Command line used to produce this report: analyze -dtoo -ptoo -t -html -png -dbusy -diag -gd /tmp -pf 20070314 sar14B

Table of Contents

SUMMARY

When the data was collected, occasional CPU bottlenecks may have existed. No memory bottleneck was seen. At least one disk drive was busy enough to suggest an impending performance bottleneck. A change has been recommended to at least one tunable parameter. Limits to future growth have been noted in the Capacity Planning section.

Some of the defaults used by SarCheck's rules have been overridden using the sarcheck_parms file. See the Custom Settings section of the report for more information.

RECOMMENDATIONS SECTION

All recommendations contained in this report are based solely on the conditions which were present when the performance data was collected. It is possible that conditions which were not present at that time may cause some of these recommendations to result in worse performance. To minimize this risk, analyze data from several different days, implement only regularly occurring recommendations, and implement them one at a time.

Because occasionally heavy CPU utilization was seen, adjusting process priorities with the priocntl or nice command, optimizing applications, or improved job scheduling may help to prevent occasional performance degradation. A CPU upgrade may not be necessary due to the infrequent nature of the heavy load.

There may be an advantage in moving some of the I/O load from these busy disks: sd2048 , sd2050 , sd2198 , sd2204 .

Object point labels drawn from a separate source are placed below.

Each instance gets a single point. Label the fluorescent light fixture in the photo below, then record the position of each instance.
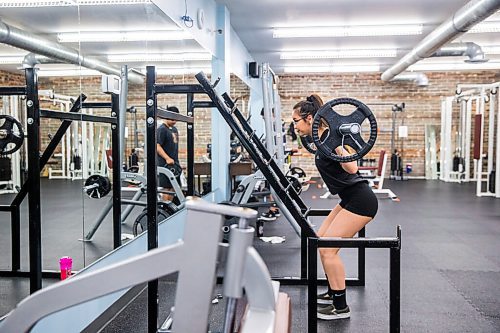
(349, 31)
(68, 72)
(337, 54)
(122, 36)
(332, 69)
(183, 71)
(66, 3)
(11, 60)
(485, 26)
(459, 66)
(159, 57)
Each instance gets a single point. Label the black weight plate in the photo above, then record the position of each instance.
(336, 136)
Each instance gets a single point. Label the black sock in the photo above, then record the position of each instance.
(339, 299)
(330, 290)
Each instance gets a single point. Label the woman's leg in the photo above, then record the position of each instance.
(345, 224)
(324, 227)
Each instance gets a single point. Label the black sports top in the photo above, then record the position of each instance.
(334, 176)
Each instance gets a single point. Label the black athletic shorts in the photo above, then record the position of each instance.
(164, 182)
(359, 199)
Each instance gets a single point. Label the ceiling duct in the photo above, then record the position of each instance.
(469, 49)
(466, 17)
(420, 79)
(33, 43)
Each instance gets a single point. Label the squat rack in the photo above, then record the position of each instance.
(152, 113)
(289, 201)
(31, 186)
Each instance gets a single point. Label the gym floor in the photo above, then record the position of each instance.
(450, 264)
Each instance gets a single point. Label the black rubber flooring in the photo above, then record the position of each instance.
(450, 259)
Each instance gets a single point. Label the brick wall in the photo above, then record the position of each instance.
(422, 104)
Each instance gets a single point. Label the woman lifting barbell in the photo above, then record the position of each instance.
(357, 207)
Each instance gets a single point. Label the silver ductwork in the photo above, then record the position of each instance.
(465, 18)
(420, 79)
(33, 59)
(469, 49)
(19, 38)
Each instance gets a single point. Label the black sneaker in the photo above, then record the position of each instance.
(269, 216)
(330, 313)
(325, 298)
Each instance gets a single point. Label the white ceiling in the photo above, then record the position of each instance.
(253, 21)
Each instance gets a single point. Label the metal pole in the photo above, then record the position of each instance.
(312, 286)
(151, 193)
(123, 111)
(190, 146)
(395, 286)
(35, 229)
(116, 153)
(16, 237)
(361, 259)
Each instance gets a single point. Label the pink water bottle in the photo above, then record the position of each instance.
(65, 263)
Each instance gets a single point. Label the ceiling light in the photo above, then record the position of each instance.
(332, 69)
(349, 31)
(485, 26)
(121, 36)
(159, 57)
(68, 72)
(66, 3)
(11, 60)
(338, 54)
(182, 71)
(459, 66)
(492, 49)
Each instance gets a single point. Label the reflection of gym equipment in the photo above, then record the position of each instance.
(377, 180)
(397, 172)
(456, 150)
(36, 161)
(195, 255)
(139, 224)
(13, 167)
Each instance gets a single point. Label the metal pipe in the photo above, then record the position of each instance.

Change the value of autoup from 30 to 60. This parameter can be changed by adding the following line to the /etc/system file: 'set autoup = 60'. Due to heavy CPU utilization by the fsflush daemon, an increase in the value of autoup is recommended. NOTE: Don't forget to check /etc/system first to see if there's already a set command modifying this tunable parameter. If there is, modify that command instead of adding another one.

More information on how to change tunable parameters is available in the System Administration Guide. We recommend making a copy of /etc/system before making changes, and understanding how to use boot -a in case your changes to /etc/system create an unbootable system.

RESOURCE ANALYSIS SECTION

While average CPU utilization was only 51.6 percent, occasional bursts in excess of 70 percent were seen. Depending on their frequency, periods of performance degradation due to CPU loading may have been felt by end users. User CPU as measured by the %usr column in the sar -u data averaged 33.8 percent and system CPU (%sys) averaged 17.8 percent. The sys/usr ratio averaged 0.53 : 1. CPU utilization peaked at 80 percent from 08:30:01 to 08:50:00. Peak resource utilization statistics can be used to help understand performance problems. If performance was worse during the period of peak CPU utilization, then a performance bottleneck may be the CPU.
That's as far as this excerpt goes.